Word Randomness (rnd)

The rnd parameter controls how random the word generation is. This is useful for outputting more less-probable words, especially when your glyph set is limited (the probability distribution becomes even more skewed towards short, common words).

  • rnd=0: Use word probabilities to select words (default)
  • rnd=1: Completely random word selection
  • 0<rnd<1: Interpolation of word probability distribution and fully random distribution
from wordsiv import WordSiv

wsv = WordSiv(vocab="en", glyphs="HAMBUGERFONTSIVhambugerfontsiv")

# Default behavior - based on word frequencies
print(wsv.words(n_words=10))

# Completely random selection
print(wsv.words(n_words=10, rnd=1))

# Blending in just a little bit of randomness helps when you have a very constricted
# glyphs set like "HAMBUGERFONTS"
print(wsv.words(n_words=10, rnd=0.03))

Punctuation Randomness (rnd_punc)

The rnd_punc parameter controls how random the punctuation generation is. This is useful for getting less common punctuation that statistically doesn't occur all that often.

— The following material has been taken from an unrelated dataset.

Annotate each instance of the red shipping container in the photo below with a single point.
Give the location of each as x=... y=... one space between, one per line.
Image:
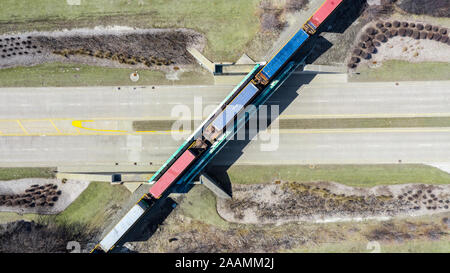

  • rnd_punc=0: Use punctuation frequencies to select punctuation (default)
  • rnd_punc=1: Completely random punctuation selection
  • 0<rnd_punc<1: Interpolation of punctuation frequency distribution and fully random distribution
from wordsiv import WordSiv

wsv = WordSiv(vocab="en")

# Default behavior - based on punctuation probabilities
print(wsv.sent(rnd_punc=0))

# Completely random punctuation selection
print(wsv.sent(rnd_punc=1))

# Interpolation between totally random punc selection and probability-based punc
# selection
print(wsv.sent(rnd_punc=0.5))

Additional Options

Limiting Word Pool (top_k)

You can restrict word selection to the most common top_k words. This is useful if you want to generate text with only highly-frequent words:

from wordsiv import WordSiv

wsv = WordSiv(vocab="en")

# Top 100 most frequent words
print(wsv.text(top_k=100))

# This is useful to get a selection of highly-frequent words, without skewing towards
# the top few words.
print(wsv.text(rnd=1, top_k=1000))

Mixing In Numbers (numbers)

You can include basic random figures in your text (constrained by glyphs) with the numbers parameter:

from wordsiv import WordSiv

wsv = WordSiv(vocab="en")

# No numbers (default is 0 anyway)
print(wsv.sent(numbers=0))

# 25% chance each word is a number (will make up roughly 25% of text)
print(wsv.text(numbers=0.25))

# A list of numbers
print(wsv.words(numbers=1))

Disabling Punctuation (punc)

You can disable punctuation with the punc parameter:

from wordsiv import WordSiv

wsv = WordSiv(vocab="en")

# No punctuation
print(wsv.para(punc=False))